Папка-то, в честь благополучного и раннего завершения сенокоса, а заодно и за мамин день рождения, сегодня выпьет. Обязательно. Припасена бутылка водки. В шкафу стоит, за мутным и кривым стеклом: не зная что, не распознаешь. «Русская». Папка про водку говорит: «Теперь-то водка – разве водка? Сплошная горесь. Вот была раньше водка, дак уж водка. Выпьешь – лепешку мятную как будто съел». И медовуха уж поспела – с ног-то скопытит, как и подобат. Та, и парная пока, хороша штука. Как только сварит, сразу ее, на другой или на третий день, уже и пробует. В подсобке двери только хлопают. Губы и подбородок у него желтые – в перге, в хлебине ли, как ее еще называют, – когда выходит он, дегустатор, из подсобки, где зреет в двух четырехведерных алюминиевых флягах – одна мамина (приедет кто, на всякий, дескать, случай), ну а другая уж его, законная – эта цалебная амврозия. И для жалутка идь полезна… не просто ж так, а как лекарсво. Жажду-то и водой, мол, можно утолить. Никто с ним, с папкой, на эту тему не спорит и утверждение его не опровергает – бесполезно. У него и анекдот один на всю жизнь, про двух мужиков и про корову, который мы наизусть уже выучили, и убеждения его не меняются. Разве привычки: после войны курил – курить вот только бросил. «А, надоело», – говорит.
И я попробовал. Но не курить, а медовуху. Последний раз курил еще лет в семь, и с той поры – как отвратило. Из той и из другой фляги. Вкусная. Еще бы сахару в нее добавить или меду. Рыжий все клянчит – надо угостить. Не у меня выпросит, так у Васьки Арынина – тот парень щедрый на такое: меньше отцу, как говорит, достанется. Соберутся папка с дядей Сашей, Васькиным отцом, у нас на лавочке, около них ли на скамейке, каждый со своей баночкой, а судьей третейским пригласят дядю Захара, тятю Рыжего. Папка пьет арынинскую медовуху, дядя Саша истоминскую, дядя Захар – ту и другую. Дядя Саша нашу до небес расхваливает, папка – ихию, ну а Захар Иванович – ту и другую. После решат, что обе замечательны, – до дому еле доплетутся.
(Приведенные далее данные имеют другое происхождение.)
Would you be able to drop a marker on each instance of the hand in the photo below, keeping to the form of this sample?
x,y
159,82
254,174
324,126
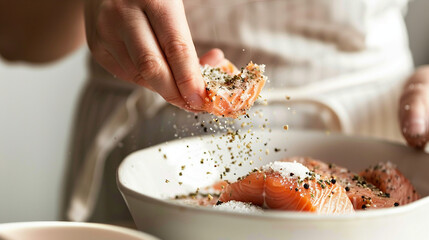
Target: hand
x,y
147,42
414,108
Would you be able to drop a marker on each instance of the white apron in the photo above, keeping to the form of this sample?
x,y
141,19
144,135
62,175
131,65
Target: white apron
x,y
341,62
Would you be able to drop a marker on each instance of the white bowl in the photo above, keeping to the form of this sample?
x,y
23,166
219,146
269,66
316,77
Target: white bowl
x,y
68,231
142,175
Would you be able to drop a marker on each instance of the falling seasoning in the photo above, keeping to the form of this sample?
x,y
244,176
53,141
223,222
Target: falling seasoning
x,y
209,197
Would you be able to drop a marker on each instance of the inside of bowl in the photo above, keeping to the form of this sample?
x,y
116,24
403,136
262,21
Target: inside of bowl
x,y
182,166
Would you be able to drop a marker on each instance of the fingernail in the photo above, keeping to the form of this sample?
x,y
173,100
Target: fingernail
x,y
195,101
417,127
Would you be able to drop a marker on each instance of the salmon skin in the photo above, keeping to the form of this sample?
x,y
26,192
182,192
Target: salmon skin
x,y
271,188
230,93
390,180
361,189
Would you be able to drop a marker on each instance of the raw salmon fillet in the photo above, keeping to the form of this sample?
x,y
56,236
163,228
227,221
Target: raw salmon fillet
x,y
390,180
272,189
231,92
361,191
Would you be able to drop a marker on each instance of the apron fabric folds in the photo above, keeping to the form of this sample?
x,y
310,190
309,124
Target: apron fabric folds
x,y
342,62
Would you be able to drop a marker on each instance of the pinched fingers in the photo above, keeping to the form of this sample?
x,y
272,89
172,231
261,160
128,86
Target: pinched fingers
x,y
414,109
170,26
155,52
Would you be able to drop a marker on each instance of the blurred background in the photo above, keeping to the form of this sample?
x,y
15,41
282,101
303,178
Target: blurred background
x,y
36,114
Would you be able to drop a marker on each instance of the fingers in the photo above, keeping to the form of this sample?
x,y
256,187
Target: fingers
x,y
170,26
413,109
151,67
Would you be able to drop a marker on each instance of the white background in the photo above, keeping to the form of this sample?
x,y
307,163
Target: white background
x,y
36,113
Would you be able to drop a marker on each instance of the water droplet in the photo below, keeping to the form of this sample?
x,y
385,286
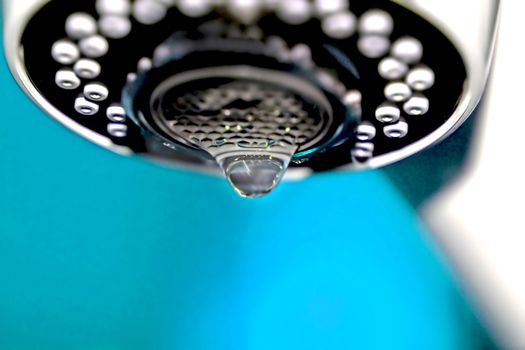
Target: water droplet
x,y
254,176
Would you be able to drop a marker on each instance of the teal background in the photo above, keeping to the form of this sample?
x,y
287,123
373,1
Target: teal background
x,y
99,251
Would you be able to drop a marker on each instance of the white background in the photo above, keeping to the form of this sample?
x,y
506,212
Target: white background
x,y
480,220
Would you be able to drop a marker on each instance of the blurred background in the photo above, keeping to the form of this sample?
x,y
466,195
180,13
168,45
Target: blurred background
x,y
102,252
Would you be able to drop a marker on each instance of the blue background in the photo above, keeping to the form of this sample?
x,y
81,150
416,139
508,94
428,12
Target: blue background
x,y
103,252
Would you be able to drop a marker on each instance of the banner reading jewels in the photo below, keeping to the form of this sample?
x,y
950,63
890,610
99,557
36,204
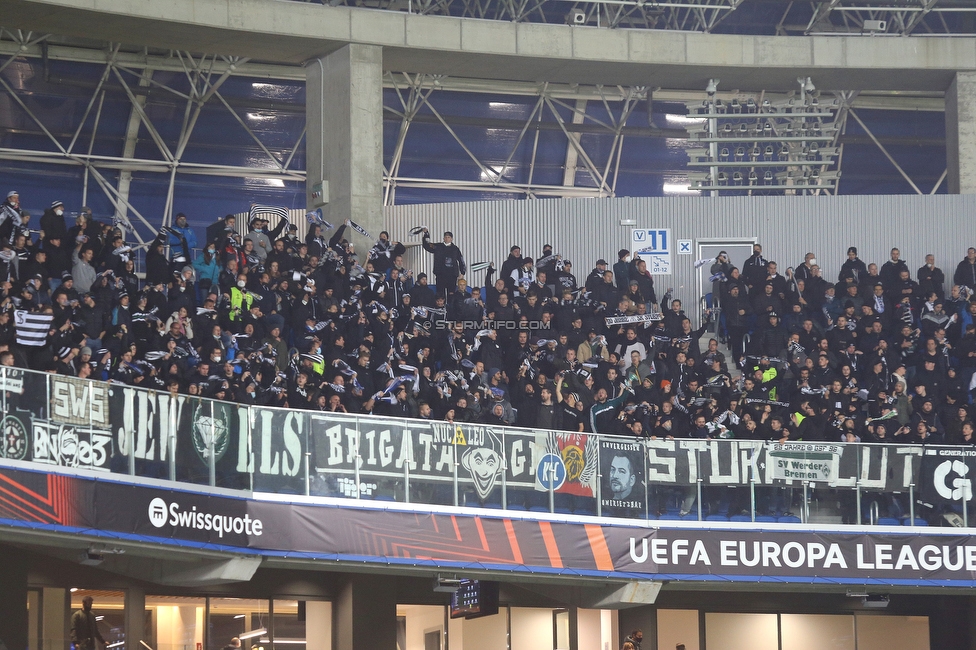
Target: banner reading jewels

Сегодня Лехе девять дней. Уже. Идет время. Сто́ит, мол, только умереть – так говорится. А мне все это время представляется, что в клуб отправлюсь, например, и Леху Стародубцева встречу. Пока такого не случилось. Теперь ни Стародубцев он уже, ни Леха, а – никто. Ничто. Лишь только холмик на могилке. Что-то во мне никак не может с этим согласиться.
Что-то.
Тетка Матрена и дядя Федя Стародубцевы встают рано утром, управляются и бредут кое-как – она впереди, грузная, он сзади, ногу раненую волоча, – на кладбище и остаются там до вечера, пока доить корову не настанет час, – так каждый день, и от покоса отступились. Им и корова не нужна теперь, двоим-то. Сдавать ее, слышал, будут. Если кто купит – продадут. На мясо – жалко идь – кормилица.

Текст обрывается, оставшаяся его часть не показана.